A convergência por uma lógica escolar.
Observamos, que tanto o pedagogo como o sociólogo, buscavam a
homogeneidade ideológica na sociedade, tendo a interpelação dos indivíduos em sujeito
como instrumento. Tanto a Escola do Trabalho como a agência de formação para
“cooperação solidária” tinham como condicionante existencial: a adequação dos
indivíduos ao sistema de valores e de técnicas, na perspectiva de atuação ajustada na
sociedade.
Neste contexto, a preocupação com a formação política docente está intrínseca
nos distintos enunciados:
É preciso que cada educador se torne militante social ativo; trata-se de
uma obrigação não só do professor de 1° grau (já convencido desta
necessidade), não só do professor responsável pelo curso de sociologia
na escola de 2º grau (isto é obvio), mas também de qualquer
especialista: matemático, físico, químico ou naturalista. (PISTRAK,
2000, p. 26, grifos do autor).
Não temos, pois, outra coisa a fazer senão intentar trabalhar da melhor
forma, reunindo o maior número de fatos instrutivos que nos seja
possível obter, procurando interpretá-los com tanto método quanto
possamos, a fim de reduzir ao mínimo as possibilidades de erro. É
esse o papel do pedagogista. (DURKHEIM, 1978, p. 68).
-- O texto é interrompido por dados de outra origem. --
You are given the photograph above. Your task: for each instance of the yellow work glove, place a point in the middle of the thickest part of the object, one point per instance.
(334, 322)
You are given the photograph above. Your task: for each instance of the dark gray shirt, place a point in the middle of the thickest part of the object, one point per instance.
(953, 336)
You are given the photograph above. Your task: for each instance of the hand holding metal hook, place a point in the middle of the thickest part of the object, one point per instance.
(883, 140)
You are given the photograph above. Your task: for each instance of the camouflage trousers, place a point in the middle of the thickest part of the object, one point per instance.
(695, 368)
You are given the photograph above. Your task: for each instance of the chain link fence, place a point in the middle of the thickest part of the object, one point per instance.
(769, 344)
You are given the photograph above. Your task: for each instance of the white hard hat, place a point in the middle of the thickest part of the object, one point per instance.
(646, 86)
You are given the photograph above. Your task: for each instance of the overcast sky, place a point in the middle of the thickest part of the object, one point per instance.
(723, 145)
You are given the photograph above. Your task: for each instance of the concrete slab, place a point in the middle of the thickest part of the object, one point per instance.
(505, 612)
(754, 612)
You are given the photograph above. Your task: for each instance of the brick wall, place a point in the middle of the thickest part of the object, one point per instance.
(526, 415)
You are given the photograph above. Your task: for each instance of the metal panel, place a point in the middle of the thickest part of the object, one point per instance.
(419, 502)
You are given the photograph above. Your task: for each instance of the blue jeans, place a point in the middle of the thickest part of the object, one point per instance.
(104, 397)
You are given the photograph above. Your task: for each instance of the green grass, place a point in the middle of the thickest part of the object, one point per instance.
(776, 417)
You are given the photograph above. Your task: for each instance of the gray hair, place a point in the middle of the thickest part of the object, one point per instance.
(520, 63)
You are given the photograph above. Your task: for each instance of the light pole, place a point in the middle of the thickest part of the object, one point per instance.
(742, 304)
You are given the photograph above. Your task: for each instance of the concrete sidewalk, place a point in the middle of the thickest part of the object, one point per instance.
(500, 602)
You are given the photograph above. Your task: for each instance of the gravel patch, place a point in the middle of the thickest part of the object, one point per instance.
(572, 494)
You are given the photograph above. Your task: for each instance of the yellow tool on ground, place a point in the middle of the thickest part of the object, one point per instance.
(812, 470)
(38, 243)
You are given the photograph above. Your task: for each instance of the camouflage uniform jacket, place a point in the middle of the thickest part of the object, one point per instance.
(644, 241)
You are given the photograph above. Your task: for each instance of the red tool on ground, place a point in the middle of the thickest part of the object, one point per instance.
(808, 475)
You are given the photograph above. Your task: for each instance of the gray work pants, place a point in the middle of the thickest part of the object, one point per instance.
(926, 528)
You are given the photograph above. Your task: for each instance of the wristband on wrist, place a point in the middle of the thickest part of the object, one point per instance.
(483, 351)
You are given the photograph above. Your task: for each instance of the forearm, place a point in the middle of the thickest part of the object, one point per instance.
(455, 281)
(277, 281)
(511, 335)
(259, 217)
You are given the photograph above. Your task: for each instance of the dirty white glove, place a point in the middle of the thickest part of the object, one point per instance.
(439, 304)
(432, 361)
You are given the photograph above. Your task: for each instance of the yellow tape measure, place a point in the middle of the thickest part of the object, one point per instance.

As convergências de pensamentos acentuam-se na observância da escola como
uma instituição historicizada, cujo objetivo maior seria atender as demandas formativas
(cognitivas, técnicas e morais) da sociedade em que se configura e justifica o processo
de ensino formal, seja como fim ou meio, no processo de “desenvolvimento social”.
Divergências sobre a função social da escola, as duas lógicas: reprodução ou
transformação.
Na perspectiva, durkheimiana o sistema social deveria possuir uma unidade
funcional (JUNIOR, 2005), isso nos remete a ideologia como instrumento de
homogeneização das mentes. A racionalidade capitalista deveria permear as múltiplas
práticas sociais na perspectiva de gestão do consenso, necessário à permanência e
reprodução das sociedades complexas, como as de configuração capitalista. Para
justificar a idéia de consenso (obtido pela coesão) elabora os conceitos de sociedades
mecânicas e orgânicas.
[...] as estruturas das sociedades orgânicas são constituídas não por
uma repetição de segmentos similares e homogêneos (mecânicos),
mas sim por um sistema de órgãos diferentes, cada um dos quais tem
um papel especial e se forma de partes diferenciadas [...].os indivíduos
estão agrupados não mais segundo suas relações de descendência
(como nas sociedades mecânicas), mas segundo a natureza particular
da atividade social a que se consagram. O meio natural e necessário
não é mais o meio natal, mas o meio profissional (DUKHEIM, 1978,
p. 90-91, grifo nosso, em itálico).
Portanto, a sociedade orgânica apresenta-se como uma estrutura sociocultural
racional, intencional e sistemática. É vista como condição de existência na sociedade
moderna, que por seu estágio de complexidade, requer uma coesão induzida pela
alocação funcional e produtiva dos indivíduos nos diferentes segmentos sociais, ação
que possibilita o equilíbrio necessário e benéfico à coletividade.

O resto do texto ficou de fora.